Now we go to the DMA controller, moving the same 512 bytes.  We have to set 
up the controller with the destination RAM address, that should take maybe
3 cycles.  Give it another 3 to tell the DMA controller to go ahead.  Next,
maybe a cycle to arbitrate the bus.  Now we run the DMA transfer.  But we
already have the data at hand, so all the controller has to do is stuff it
in memory.  That's 128 memory cycles.  And another to re-arbitrate.

So in this case, DMA comes out 136 cycles, vs. 258 if the 68020 moved it all
by itself.

> If you dual-port the LANCE memory properly (32 bits wide to the 68020,
> 16 bits wide to the LANCE), you can move the data from the dual-ported
> memory *while* the LANCE is transferring other data into it, thus
> achieving an effective doubling of the transfer rate and freeing the
> bus for other purposes the rest of the time.

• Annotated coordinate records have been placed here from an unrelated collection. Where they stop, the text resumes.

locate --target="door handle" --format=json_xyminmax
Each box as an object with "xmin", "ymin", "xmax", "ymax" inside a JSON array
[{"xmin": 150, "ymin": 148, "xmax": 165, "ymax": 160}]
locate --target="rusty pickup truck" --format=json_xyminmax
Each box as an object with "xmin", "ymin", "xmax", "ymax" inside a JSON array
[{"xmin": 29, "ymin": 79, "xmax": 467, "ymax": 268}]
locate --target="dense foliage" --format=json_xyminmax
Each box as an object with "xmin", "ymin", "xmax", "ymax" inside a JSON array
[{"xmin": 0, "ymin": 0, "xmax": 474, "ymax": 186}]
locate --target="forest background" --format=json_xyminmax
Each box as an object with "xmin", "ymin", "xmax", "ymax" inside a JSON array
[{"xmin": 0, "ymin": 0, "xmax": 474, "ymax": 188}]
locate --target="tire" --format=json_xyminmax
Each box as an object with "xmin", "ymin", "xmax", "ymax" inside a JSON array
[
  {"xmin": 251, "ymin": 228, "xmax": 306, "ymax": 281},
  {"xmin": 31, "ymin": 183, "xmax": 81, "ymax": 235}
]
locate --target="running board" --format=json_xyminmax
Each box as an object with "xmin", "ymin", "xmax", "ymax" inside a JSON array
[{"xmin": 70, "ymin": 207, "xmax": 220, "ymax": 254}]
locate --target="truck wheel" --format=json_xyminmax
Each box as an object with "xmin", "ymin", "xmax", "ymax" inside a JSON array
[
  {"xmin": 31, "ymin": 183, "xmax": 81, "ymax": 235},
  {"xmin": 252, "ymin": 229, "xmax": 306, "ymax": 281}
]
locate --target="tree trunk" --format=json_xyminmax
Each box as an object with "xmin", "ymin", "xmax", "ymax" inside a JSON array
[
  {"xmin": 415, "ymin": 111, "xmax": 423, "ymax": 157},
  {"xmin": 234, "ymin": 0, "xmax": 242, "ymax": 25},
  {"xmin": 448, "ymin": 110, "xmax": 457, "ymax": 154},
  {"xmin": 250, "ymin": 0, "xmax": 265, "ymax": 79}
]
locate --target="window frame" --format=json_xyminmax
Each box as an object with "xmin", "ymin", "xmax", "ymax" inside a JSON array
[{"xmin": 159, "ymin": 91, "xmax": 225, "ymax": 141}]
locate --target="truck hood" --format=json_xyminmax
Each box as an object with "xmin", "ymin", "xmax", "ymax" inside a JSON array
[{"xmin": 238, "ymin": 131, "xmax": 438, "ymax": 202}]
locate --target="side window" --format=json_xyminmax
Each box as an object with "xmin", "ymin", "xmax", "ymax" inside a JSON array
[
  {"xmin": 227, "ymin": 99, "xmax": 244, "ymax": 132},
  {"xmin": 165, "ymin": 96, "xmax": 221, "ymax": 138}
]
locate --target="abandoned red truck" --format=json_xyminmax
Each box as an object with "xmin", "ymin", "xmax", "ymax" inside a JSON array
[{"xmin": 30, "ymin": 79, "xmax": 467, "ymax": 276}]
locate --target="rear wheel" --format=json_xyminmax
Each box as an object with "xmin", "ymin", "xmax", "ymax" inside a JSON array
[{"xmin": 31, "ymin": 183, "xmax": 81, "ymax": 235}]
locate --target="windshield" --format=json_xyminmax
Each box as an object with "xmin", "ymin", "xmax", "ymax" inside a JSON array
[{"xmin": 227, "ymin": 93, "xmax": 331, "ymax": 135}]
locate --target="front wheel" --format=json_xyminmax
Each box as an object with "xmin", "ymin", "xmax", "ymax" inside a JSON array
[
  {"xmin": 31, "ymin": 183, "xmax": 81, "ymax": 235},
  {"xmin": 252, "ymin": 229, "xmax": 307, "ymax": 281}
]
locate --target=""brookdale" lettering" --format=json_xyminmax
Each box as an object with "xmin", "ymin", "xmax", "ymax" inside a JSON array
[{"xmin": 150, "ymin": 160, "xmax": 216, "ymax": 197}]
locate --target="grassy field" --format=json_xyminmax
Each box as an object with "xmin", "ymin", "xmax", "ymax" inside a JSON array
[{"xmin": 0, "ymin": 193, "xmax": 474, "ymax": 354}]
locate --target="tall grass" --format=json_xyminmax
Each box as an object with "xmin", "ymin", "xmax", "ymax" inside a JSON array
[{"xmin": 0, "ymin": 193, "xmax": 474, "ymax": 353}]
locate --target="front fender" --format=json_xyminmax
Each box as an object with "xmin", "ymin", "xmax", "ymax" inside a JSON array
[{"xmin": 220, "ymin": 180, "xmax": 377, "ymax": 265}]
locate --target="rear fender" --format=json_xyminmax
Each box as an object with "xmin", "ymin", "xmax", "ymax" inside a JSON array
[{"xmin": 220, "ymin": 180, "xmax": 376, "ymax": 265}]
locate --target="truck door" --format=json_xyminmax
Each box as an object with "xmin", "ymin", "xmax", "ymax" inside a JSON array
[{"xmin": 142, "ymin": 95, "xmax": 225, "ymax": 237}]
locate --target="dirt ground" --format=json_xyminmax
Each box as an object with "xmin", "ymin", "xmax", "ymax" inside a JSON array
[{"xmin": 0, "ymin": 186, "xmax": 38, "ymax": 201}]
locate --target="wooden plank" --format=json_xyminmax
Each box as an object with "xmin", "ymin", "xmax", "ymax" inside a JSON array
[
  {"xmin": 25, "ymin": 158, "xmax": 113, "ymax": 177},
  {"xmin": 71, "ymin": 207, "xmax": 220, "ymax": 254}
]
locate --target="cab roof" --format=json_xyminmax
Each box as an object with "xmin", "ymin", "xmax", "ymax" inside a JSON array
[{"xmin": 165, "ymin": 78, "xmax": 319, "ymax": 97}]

I get the exact same effect with my FIFO, only through use of DMA I'm tying
up the bus much less.

But not really, unless you've got some screaming RAM in that dual port 
section.  Maybe you can use some true dual-ported SRAM, or a FIFO like
what we've got on this hard disk controller, but if you're talking DRAM,
forget it, the 68020's going to eat all the available time on anything
in the 80ns or slower range.

> So, for maximum performance, hide your peripherals behind dual-ported
> memory, and then mark those pages as "non-cacheable."

There's no question that having a peripheral device dump to shared RAM
is much better than directly banging it with the CPU, Macintosh style.  And
for very small tranfer situations, it's better.  A DMA controller has a 
fixed setup time.  But if you're transferring more than a few bytes at a
time, DMA is a win.  And unless you're dealing with something that needs
immediate response (eg, you can't wait until you've got 64 or 512 or 
whatever bytes to block transfer), DMA is still a win on a 68020 system,
if done correctly.  The 68020 at 32 bits/transfer will tie a 16 bit DMA
device at transfer rate, plus it's got less setup, so you definitely want
that DMA to be 32 bits wide.

Finally, in a decent system, you can have DMA on your backplane going at
the same time you've got CPU access going on you're local bus, so the DMA
won't always kick the CPU off the bus.  Amiga's aren't doing it this way,
yet.

> 					Steve Rice
-- 
Dave Haynie  "The B2000 Guy"     Commodore-Amiga  "The Crew That Never Rests"
   {ihnp4|uunet|rutgers}!cbmvax!daveh      PLINK: D-DAVE H     BIX: hazy
		"I can't relax, 'cause I'm a Boinger!"